Overland flow may be responsible for the largest proportion of annual catchment yields of faecal contamination. For example, modelling in the Toenepi catchment estimated that 80% of the faecal contamination occurred by overland flow (Ritchie & Donnison, 2010). Although, this modelling assumed that 90% of streams were fully fenced and effluent was treated and discharged from a two-pond system, so direct deposition into streams and contamination from dairy shed effluent were less likely to occur. Conversely, in the Bog Burn catchment (Southland), 78% of the total stream E.coli load from dairy farms was from direct drainage of irrigated dairy shed effluent onto mole-pipe drained land10, with overland flow, subsurface drainage and direct deposition of dung contributing 16%, 6% and 0.1% respectively (Monaghan et al., 2007). Within the whole catchment considering other land uses, irrigation of dairy shed effluent contributed approximately 65% of the E.coli generated and discharged to the Bog Burn Stream (Monaghan et al., 2007). These studies emphasise the importance of the management system in place in contributing to overall loads.

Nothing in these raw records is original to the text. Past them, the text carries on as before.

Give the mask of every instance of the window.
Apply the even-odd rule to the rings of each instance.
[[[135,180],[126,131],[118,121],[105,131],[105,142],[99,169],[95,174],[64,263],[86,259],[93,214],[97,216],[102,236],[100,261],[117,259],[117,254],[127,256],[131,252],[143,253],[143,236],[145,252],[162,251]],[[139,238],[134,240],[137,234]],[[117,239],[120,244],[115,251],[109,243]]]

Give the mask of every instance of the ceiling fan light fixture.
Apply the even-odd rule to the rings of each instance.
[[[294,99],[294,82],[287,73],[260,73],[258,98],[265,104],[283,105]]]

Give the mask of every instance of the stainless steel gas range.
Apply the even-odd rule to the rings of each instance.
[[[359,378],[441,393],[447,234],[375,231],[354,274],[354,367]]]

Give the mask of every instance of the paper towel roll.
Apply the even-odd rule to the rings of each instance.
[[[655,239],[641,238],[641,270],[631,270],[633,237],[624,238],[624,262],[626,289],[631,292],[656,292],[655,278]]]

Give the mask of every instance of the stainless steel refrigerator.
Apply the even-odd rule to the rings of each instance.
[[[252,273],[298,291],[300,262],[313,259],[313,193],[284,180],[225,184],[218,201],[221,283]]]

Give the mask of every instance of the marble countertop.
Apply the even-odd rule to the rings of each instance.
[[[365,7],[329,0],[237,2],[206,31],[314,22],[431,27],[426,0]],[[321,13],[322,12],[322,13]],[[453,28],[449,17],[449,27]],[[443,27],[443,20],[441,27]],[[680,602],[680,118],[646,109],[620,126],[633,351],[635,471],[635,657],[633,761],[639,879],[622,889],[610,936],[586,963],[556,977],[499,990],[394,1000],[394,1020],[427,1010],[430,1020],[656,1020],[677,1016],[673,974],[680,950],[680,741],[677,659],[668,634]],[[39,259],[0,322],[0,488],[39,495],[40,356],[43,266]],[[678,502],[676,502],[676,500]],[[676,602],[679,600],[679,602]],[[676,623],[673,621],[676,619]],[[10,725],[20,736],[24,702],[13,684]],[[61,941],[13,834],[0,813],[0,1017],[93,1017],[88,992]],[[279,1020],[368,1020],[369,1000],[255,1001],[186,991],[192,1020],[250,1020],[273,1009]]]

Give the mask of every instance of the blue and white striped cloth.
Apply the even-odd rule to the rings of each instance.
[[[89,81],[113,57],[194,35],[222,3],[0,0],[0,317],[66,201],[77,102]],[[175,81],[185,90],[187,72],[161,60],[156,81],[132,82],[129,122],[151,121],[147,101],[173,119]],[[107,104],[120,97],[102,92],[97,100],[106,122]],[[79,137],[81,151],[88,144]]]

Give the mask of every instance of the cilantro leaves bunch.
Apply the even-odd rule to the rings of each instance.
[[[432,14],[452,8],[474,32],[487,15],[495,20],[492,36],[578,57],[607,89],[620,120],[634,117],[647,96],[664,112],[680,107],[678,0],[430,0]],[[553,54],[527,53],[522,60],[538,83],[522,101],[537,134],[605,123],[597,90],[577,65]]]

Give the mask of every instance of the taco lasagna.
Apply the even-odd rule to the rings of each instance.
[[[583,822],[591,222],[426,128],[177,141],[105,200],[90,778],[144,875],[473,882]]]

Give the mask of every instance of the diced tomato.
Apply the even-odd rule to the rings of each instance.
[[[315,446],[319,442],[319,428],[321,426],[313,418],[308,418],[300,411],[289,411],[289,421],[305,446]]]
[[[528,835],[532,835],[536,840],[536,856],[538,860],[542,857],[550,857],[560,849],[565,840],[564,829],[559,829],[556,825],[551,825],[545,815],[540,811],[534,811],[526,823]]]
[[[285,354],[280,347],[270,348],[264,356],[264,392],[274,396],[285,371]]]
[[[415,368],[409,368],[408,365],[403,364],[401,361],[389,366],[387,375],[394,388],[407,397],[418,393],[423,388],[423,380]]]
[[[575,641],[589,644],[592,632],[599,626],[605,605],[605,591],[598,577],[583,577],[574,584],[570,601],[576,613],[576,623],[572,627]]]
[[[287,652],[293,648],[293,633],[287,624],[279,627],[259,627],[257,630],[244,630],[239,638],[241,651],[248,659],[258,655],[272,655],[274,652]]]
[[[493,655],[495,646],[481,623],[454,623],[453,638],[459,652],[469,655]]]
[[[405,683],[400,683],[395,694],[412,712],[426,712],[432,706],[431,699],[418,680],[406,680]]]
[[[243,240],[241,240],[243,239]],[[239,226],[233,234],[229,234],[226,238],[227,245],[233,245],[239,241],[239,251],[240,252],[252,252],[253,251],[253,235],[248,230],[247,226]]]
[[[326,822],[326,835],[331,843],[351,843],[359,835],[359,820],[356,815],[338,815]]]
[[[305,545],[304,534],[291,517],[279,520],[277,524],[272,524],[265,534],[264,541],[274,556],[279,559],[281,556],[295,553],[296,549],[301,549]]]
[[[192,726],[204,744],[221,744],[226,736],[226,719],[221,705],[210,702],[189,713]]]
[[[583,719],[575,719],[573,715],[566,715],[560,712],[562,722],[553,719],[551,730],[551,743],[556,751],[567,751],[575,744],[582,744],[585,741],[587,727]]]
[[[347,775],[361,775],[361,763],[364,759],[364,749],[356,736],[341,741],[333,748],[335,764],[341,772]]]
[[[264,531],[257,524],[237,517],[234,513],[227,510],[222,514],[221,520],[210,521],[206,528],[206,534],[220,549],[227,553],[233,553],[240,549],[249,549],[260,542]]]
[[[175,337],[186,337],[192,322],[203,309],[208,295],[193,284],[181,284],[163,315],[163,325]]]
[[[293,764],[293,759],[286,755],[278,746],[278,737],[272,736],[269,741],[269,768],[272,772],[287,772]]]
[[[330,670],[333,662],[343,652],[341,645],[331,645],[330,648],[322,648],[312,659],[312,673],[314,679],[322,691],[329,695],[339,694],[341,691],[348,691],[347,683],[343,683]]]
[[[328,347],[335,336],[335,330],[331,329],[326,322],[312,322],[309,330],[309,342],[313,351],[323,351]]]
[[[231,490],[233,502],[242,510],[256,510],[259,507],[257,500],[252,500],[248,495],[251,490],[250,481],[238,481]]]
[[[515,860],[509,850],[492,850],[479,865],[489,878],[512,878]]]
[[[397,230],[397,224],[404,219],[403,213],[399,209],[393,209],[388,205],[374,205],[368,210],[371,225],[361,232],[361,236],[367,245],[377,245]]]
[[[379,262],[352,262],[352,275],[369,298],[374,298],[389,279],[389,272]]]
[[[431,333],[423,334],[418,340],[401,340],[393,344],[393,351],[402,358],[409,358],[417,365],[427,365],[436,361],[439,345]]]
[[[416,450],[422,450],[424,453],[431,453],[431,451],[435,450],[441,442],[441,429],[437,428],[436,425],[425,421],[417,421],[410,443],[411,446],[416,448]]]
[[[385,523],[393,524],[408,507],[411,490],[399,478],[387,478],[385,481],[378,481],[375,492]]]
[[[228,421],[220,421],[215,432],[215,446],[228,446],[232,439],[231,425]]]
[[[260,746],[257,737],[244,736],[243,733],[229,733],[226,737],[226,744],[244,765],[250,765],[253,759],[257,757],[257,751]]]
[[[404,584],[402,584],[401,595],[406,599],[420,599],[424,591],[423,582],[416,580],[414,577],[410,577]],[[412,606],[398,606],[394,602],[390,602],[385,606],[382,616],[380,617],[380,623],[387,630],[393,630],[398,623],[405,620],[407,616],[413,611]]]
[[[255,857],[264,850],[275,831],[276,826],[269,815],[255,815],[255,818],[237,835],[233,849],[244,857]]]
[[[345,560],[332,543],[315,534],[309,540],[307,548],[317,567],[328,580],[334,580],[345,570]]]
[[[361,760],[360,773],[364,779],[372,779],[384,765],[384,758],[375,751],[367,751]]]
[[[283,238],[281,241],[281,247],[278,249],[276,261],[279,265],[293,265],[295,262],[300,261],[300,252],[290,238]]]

Stock exclusion and effluent management changes in some dairying catchments have not achieved contact recreation standards in waterways (Ritchie & Donnison, 2010). Riparian vegetation strips can prevent access to waterways as well as trap microbes being washed down-slope into streams (Collins et al., 2007; Monaghan et al., 2007). However, indicator bacteria can remain in farm run-off trapped in buffer strips and can be released to surface water in high flow events (Ritchie & Donnison, 2010). In addition, once in streams, faecal indicator bacteria can survive in bed sediments, and re-suspend in the water during flood events (Ritchie & Donnison, 2010).